El sector nororiental comprendía las provincias de la sierra, Tlapacoyan y Tlatlauhquitepec, las provincias de la costa norte del Golfo y de la huasteca: Tochpan, Atlan, Tziuhcoac y Oxitipan, además de Cempohuallan, según el “Memorial de Tlacopan”. Por último, indica la localización geográfica de las guarniciones y colonias militares, marcándolas en los puntos correspondientes del mapa general de la Triple Alianza, después de un estudio previo.

En la sexta parte del libro, el autor da vida a las entidades territoriales al referirse a su participación en las campañas guerreras, en la construcción de las obras públicas, en la actuación de los mercaderes del Imperio en el Itsmo y en las celebraciones políticas y religiosas; en ocasiones especiales como la instalación de Tizoc, a las que asistieron de todos los reinos de la zona nuclear del imperio, enumerados en orden geográfico; a la fastuosa inauguración del templo mayor durante el gobierno de Ahuitzotl y, finalmente, a las que no menos concurridas exequias de este infortunado tlatoani; como puede verse en las listas de los numerosos participantes y de sus lugares de origen, registrados en algunas crónicas, donde se distinguen el área nuclear del imperio de las provincias sometidas.

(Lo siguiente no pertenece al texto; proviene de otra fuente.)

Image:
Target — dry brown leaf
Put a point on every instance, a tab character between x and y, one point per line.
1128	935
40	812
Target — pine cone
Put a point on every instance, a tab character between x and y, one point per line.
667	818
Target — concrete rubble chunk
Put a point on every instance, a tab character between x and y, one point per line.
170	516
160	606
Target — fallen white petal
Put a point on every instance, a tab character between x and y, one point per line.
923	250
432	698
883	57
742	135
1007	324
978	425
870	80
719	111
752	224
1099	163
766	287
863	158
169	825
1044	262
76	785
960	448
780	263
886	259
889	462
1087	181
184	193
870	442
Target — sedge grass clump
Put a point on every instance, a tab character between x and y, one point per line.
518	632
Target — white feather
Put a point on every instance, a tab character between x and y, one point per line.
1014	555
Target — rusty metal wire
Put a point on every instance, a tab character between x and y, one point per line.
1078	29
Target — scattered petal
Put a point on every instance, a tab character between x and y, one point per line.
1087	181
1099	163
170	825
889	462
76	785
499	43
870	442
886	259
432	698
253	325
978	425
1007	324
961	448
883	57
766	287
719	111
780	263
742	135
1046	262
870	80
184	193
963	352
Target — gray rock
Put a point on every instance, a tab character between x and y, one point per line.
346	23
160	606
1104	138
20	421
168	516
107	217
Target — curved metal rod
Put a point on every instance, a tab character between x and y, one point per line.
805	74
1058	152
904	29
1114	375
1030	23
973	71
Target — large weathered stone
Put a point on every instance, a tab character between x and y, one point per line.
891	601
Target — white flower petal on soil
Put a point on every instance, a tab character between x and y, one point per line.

En las conclusiones, Pedro Carrasco no pierde la ocasión de ofrecer al lector una lección más de capacidad de síntesis al reafirmar conceptos, aclarar el desarrollo seguido en la obra, subrayar sus numerosos aportes, y justificar su ejemplar método de trabajo.

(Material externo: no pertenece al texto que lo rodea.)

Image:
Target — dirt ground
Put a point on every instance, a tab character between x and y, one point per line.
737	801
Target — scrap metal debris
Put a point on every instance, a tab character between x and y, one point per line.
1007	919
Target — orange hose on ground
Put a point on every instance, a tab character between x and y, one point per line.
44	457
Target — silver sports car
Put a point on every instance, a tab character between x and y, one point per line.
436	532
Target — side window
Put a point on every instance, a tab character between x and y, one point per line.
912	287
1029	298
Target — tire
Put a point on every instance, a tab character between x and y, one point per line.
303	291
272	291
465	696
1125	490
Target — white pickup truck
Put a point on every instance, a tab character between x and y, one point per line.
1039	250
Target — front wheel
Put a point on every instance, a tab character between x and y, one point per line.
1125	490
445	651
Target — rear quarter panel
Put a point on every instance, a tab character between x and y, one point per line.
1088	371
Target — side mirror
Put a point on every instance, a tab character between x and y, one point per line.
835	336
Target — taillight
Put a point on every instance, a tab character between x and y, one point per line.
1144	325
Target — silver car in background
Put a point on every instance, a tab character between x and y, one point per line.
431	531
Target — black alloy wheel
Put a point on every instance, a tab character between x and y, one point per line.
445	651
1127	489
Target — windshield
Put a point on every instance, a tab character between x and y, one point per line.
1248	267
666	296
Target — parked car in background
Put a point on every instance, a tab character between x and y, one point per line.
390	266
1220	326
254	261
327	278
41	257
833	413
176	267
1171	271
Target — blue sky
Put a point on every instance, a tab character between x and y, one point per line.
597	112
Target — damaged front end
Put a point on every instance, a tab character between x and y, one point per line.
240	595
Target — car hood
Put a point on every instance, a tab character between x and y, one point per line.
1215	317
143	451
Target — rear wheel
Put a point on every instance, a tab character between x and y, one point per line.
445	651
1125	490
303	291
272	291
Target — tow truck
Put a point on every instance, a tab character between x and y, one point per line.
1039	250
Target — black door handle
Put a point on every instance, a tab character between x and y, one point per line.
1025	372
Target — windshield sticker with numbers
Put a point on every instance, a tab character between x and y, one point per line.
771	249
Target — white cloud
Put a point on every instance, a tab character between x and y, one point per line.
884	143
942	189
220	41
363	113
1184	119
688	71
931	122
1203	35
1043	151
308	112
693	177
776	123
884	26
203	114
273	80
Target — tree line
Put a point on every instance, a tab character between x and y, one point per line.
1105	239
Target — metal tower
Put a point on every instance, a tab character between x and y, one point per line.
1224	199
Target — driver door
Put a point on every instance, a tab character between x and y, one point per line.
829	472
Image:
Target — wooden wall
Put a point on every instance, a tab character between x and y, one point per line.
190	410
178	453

La magnitud de la obra rebasa cualquier intento de cuestionamiento y al hacer el recuento de sus aciertos parecen pobres los comentarios. Se consideró necesario hacer un resumen del índice general para dar un bosquejo de la estructura y las temáticas desarrolladas, pero aun así sólo la consulta sistemática, el análisis de los contenidos, las repetidas lecturas críticas, podrán permitir al lector adentrarse en esta obra mayor.